急逝されたとの報に接した時にはショックで何も手につかない状態が長く続きました…しかも、急性心不全…

コージー・パウエルの時もそうでしたが、人間の生命は明日にはどうなってるかわからない、という現実に痛烈に殴られた俺にとって、青木さんの訃報は、改めて人生観っていうものを考える、大きな転換点となりました…

そんな俺がベースプレイヤー青木智仁に初めて衝撃を受けたのは、栗林誠一郎のアルバム"Summer Illusion"で、でした。この中に収録されている"Sick Night"という楽曲のベース聴いて、こんなにきらびやかなベースプレイもあるんだ、って…衝撃を受けココロを奪われたのを、つい先日のことのように思い出します。

しかし、いろいろ聴きこんで、調べていくうちに、俺の「初青木」はこの曲ではなかったことが判明するわけです。

高校時代、吹奏楽部に所属していた俺はフレンチホルンを吹いてたわけですが、それとは別に、POPな楽曲とかではフレンチホルンから離れ、エレキベース要員にまわってたんです。

俺は、実に「悪い吹奏楽部員」でして、ベースに関してはアレンジされている譜面をそのまま弾くことをしない人でした。勿論基本となるコードやルートはおさえつつ、それを踏まえてベースラインを自らアレンジしたものを、合奏では持ち込んで弾いていました。

だって、こう言っちゃアレだけど…
吹奏楽用にアレンジされたベースの譜面のなんとツマランことといったら。大人数の集合体だからしぜんそうなるのもわからんでもないが、殆どがコードの根音をなぞって一定のリズムを与えてるだけなんだもん。底辺のひろがりやら歌心なんて、あったもんじゃない。

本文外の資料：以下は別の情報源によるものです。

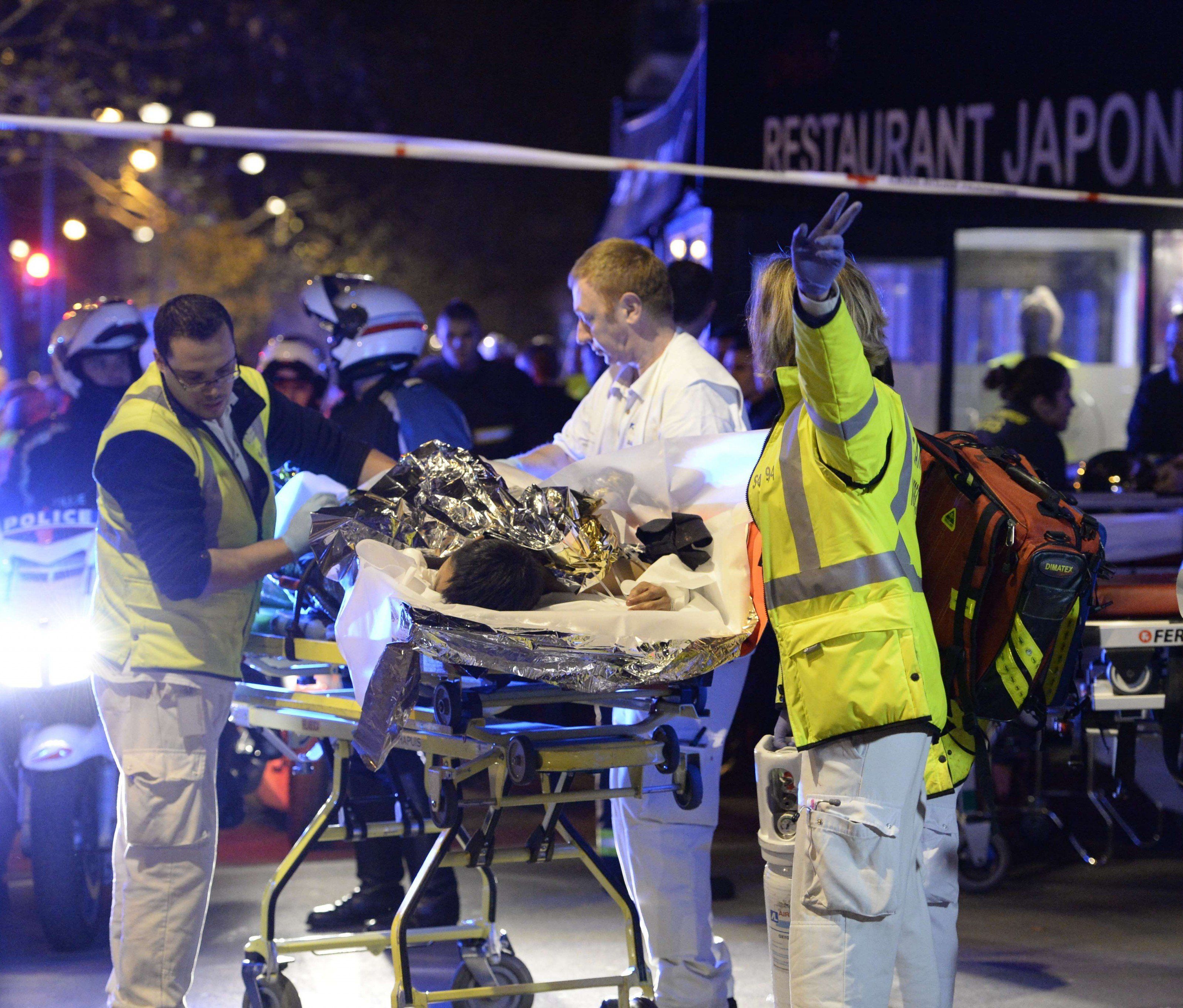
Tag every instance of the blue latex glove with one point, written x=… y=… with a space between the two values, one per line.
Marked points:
x=819 y=255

それに、「ニューサウンズ・イン・ブラス」での音盤を聴くと、エレキベース、結構譜面に無いフレイズ弾いてたりするじゃないっすか、譜面の模範となるべき音盤にあっても(爆)、ベース、割と(良い意味で)崩しても全然いいじゃないっすか、と。

だから吹奏楽のベースは譜面にとらわれなくてもいい、という俺個人の判断から、POPな曲やらヒット曲やらでは原曲のベース寄りなプレイをしてたんですよ。顧問泣かせというかアレンジャー泣かせというか…

で。
そんなある年の定期演奏会にて、「杏里メドレー」というのをやることになりました。「オリビアを聴きながら」とか、一連のヒットソングを繋げたアレンジ…

この当時、俺は杏里をまったく聴いたことがありませんでした。しかしながらこの「杏里メドレー」やるにあたって、原曲のベースをさらうべく、当時、ベスト盤を買いまして…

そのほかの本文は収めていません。